When I found the stash of additional letters home from my father-in-law, Frank Stevens, I guess it rattled me so much that I bolted straight into posting those new finds while I was still in the middle of another letter. Since I’ve finished the series on the letters from that third discovery, let’s pick up where we left off: in the middle of a letter from Frank to his brother Ed and his wife. Dated July 15, 1945, it picks up in our timeline right where we left off with Frank’s last letter home on July 9. This one reveals a bit more of Frank’s thinking about plans for his future, and what is to become of his relationship with Jeanne. I wonder how much of this is the result of his parents’ advice to remember he is still only twenty years of age.
You’re right in thinking that I want to get home but I think civilian life is going to be a bit tame for this kid when it is all over, besides I’m strictly a sad sack when it comes to having a trade or being interested in anything but what I’m doing right now. On top of that I kind of like to travel
and see the rest of the world and I’d never be able to do that if I were a civilian, I’d just never have that much money. No kidding Mutz I haven’t saved a damn cent since I’ve been in this outfit and I don’t think I ever shall, the folks sort of keep me drained, don’t get me wrong, I’m not bitching or anything but that’s the way it stands. I know that I owe the folks a lot and I also realize that Pat is going to get married some day and she rates that much out of life. I’m sort of holding the bench down till Chip gets big enough to support Mom and Dad. Wish that I could help them out with more than I do but right now its out of the question, just so they are comfortable and happy is all that I care about at present. Now I find that the little woman is starting to dream of hearing the pitter patter of tiny feet and they aren’t mice. Mutze just howinhell does a guy go about giving a gal the brushoff by way of letter. I don’t want to hurt her feelings because she really is a nice kid, in fact one of the nicest girls I’ve ever gone out with BUT I can’t get married, I don’t want to get married, I can’t afford to get married and last but not least I happy the way I am. Love em all is my motto, can I help it if one loves back. I might have gotten a little ardent but not that ardent. I mean no feeling hurt on either side and I was always a (I blush) gentleman if a Stevens can be one. If you don’t believe me ask me older brudder but then again I have always been called wilder than he, at least that’s the way I heered it. Suppose you give me your version of that?
One other piece of news that Frank included in this letter has me puzzled.
Yeah it too bad about the skipper and I have the unhappy task of writing his parents a letter, really don’t know how too start it or for that matter how to write any of it, guess I’ll blunder through it some way.

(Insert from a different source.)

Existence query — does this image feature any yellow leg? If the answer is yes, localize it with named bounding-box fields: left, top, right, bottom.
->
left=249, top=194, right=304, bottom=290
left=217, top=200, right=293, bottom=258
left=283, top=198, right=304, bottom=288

I’ve tried to examine names on the Navy Muster Rolls included at Ancestry.com, but can’t locate any changes that would indicate a death or serious injury on board his ship at such a ranking level, nor any reason why Frank would be the one tasked with sending a personal note. Perhaps, in addition to the official notices, there might have been a tradition of making a more personal contact from among those who served alongside the man—something I’m entirely unsure about. At any rate, someone thought that Frank’s letter-writing skills would be adequate for the sad occasion.